ReiserFS in versions of the Linux kernel before 2.4.16 were considered unstable by Namesys and not recommended for production use, especially in conjunction with NFS.[9]
Early implementations of ReiserFS (prior to that in Linux 2.6.2) were also susceptible to out-of-order write hazards. For example, files being appended to during a crash gained a tail of garbage upon next mount.[citation needed] But the current journaling implementation in ReiserFS is now on par with that of ext3's "ordered" journaling level.
ReiserFS stores file metadata ("stat items"), directory entries ("directory items"), inode block lists ("indirect items"), and tails of files ("direct items") in a single, combined B+ tree keyed by a universal object ID. Disk blocks allocated to nodes of the tree are "formatted internal blocks". Blocks for leaf nodes (in which items are packed end-to-end) are "formatted leaf blocks". All other blocks are "unformatted blocks" containing file contents. Directory items with too many entries or indirect items which are too long to fit into a node spill over into the right leaf neighbour. Block allocation is tracked by free space bitmaps in fixed locations.

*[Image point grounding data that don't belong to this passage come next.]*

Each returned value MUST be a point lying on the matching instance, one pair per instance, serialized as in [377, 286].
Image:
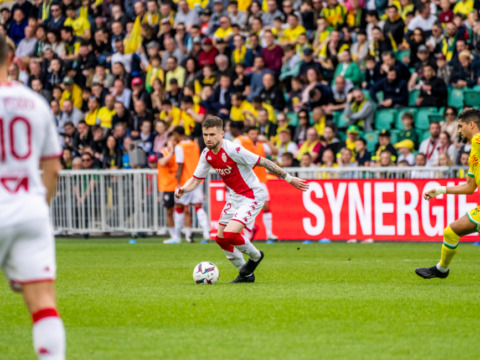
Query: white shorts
[27, 253]
[241, 209]
[193, 197]
[267, 194]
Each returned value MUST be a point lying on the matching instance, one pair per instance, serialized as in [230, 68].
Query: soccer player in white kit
[28, 139]
[234, 164]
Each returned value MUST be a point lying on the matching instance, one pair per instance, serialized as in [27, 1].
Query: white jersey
[27, 135]
[234, 164]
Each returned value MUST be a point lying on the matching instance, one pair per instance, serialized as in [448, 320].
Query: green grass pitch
[317, 301]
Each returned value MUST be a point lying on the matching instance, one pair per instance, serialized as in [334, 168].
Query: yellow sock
[449, 247]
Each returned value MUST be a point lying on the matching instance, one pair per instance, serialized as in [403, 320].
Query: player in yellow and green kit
[469, 129]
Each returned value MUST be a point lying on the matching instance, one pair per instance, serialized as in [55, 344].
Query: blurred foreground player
[469, 129]
[234, 164]
[28, 138]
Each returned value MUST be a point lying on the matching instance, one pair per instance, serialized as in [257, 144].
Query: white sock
[203, 221]
[249, 249]
[236, 258]
[441, 268]
[267, 221]
[49, 338]
[179, 217]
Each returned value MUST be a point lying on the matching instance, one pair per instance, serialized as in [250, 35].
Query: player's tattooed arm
[272, 167]
[277, 170]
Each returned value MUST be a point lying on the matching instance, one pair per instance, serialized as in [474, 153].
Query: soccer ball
[205, 273]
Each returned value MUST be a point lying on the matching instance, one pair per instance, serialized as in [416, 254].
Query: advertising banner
[356, 209]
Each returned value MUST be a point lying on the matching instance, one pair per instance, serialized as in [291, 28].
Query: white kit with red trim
[27, 135]
[234, 164]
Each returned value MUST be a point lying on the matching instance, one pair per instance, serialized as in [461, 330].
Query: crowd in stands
[327, 83]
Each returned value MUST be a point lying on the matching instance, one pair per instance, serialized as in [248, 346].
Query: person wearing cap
[308, 63]
[208, 54]
[467, 72]
[424, 20]
[79, 24]
[174, 71]
[285, 143]
[405, 148]
[395, 91]
[359, 110]
[352, 136]
[293, 31]
[237, 17]
[91, 117]
[186, 16]
[430, 146]
[384, 144]
[433, 90]
[71, 92]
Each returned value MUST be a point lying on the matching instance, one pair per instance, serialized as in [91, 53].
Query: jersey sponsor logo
[14, 103]
[223, 172]
[14, 184]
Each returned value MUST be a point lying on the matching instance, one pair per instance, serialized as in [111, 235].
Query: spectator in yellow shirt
[80, 25]
[294, 30]
[335, 13]
[106, 113]
[71, 92]
[224, 31]
[464, 7]
[170, 114]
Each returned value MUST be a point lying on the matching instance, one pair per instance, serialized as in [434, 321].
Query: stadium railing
[120, 202]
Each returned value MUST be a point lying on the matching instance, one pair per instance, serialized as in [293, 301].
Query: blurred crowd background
[327, 83]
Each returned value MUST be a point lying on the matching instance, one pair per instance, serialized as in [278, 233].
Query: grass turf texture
[332, 301]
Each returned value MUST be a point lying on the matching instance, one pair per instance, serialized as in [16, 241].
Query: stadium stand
[132, 70]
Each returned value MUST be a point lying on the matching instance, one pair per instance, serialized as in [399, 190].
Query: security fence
[128, 201]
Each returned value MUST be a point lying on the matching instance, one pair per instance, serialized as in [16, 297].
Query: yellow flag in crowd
[135, 38]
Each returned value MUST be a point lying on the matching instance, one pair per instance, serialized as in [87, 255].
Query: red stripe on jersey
[44, 313]
[259, 158]
[228, 170]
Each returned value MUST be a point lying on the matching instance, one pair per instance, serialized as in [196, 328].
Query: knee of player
[450, 236]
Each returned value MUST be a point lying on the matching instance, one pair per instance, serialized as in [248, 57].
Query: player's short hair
[3, 50]
[470, 114]
[180, 130]
[212, 121]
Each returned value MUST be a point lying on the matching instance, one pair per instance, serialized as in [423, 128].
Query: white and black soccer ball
[205, 273]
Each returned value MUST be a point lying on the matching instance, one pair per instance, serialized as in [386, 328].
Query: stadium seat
[371, 138]
[398, 122]
[423, 117]
[455, 97]
[471, 98]
[384, 118]
[412, 97]
[293, 117]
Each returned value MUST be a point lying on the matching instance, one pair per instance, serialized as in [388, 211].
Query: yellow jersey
[473, 159]
[464, 8]
[293, 34]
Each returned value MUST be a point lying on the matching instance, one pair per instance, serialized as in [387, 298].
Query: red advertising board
[356, 209]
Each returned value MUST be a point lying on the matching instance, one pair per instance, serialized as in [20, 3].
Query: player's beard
[211, 147]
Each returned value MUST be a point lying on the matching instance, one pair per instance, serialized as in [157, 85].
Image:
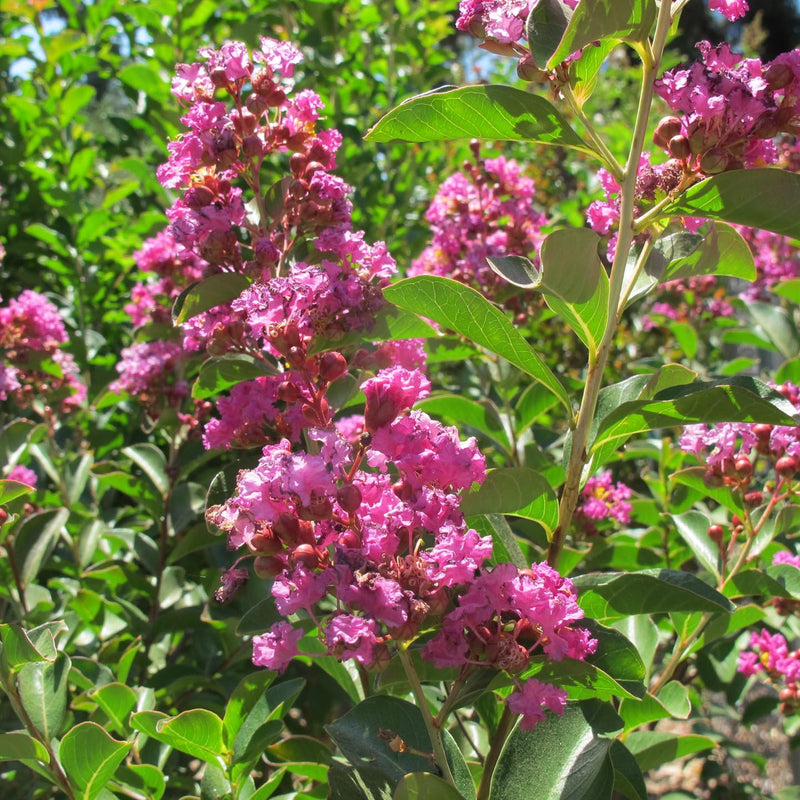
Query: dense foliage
[373, 432]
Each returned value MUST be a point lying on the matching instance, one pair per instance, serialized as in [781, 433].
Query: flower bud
[252, 146]
[678, 147]
[786, 466]
[778, 76]
[667, 128]
[743, 467]
[753, 499]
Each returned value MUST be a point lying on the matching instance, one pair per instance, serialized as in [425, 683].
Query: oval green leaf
[469, 313]
[477, 112]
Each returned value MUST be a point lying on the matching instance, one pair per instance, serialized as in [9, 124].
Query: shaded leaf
[90, 758]
[467, 312]
[520, 491]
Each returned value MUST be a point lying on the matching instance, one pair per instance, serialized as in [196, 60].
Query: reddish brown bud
[289, 392]
[716, 533]
[332, 366]
[667, 128]
[305, 554]
[350, 540]
[678, 147]
[713, 162]
[753, 499]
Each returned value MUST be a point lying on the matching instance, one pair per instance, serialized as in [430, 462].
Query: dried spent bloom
[732, 9]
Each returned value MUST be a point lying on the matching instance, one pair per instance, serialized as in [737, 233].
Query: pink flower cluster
[601, 499]
[731, 450]
[505, 616]
[153, 369]
[500, 22]
[486, 210]
[372, 529]
[355, 519]
[35, 371]
[732, 107]
[769, 654]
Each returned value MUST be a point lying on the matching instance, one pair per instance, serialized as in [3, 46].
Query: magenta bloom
[22, 474]
[732, 9]
[532, 697]
[276, 648]
[389, 393]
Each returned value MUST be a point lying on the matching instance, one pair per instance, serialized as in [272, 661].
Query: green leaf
[628, 778]
[18, 746]
[90, 758]
[43, 690]
[760, 198]
[364, 734]
[505, 548]
[117, 701]
[611, 595]
[653, 748]
[476, 112]
[788, 576]
[11, 490]
[391, 323]
[617, 657]
[152, 462]
[520, 491]
[572, 279]
[672, 702]
[197, 732]
[563, 758]
[585, 71]
[467, 312]
[35, 539]
[778, 327]
[641, 631]
[595, 20]
[738, 399]
[545, 27]
[693, 528]
[575, 284]
[207, 294]
[425, 786]
[219, 374]
[461, 410]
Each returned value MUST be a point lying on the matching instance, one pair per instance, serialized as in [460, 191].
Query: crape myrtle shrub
[320, 530]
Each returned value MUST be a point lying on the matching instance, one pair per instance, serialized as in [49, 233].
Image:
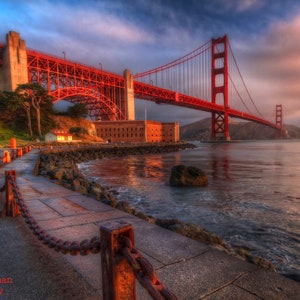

By contrast, ext2 and other Berkeley FFS-like file systems simply use a fixed formula for computing inode locations, hence limiting the number of files they may contain.[10] Most such file systems also store directories as simple lists of entries, which makes directory lookups and updates linear time operations and degrades performance on very large directories. The single B+ tree design in ReiserFS avoids both of these problems due to better scalability properties.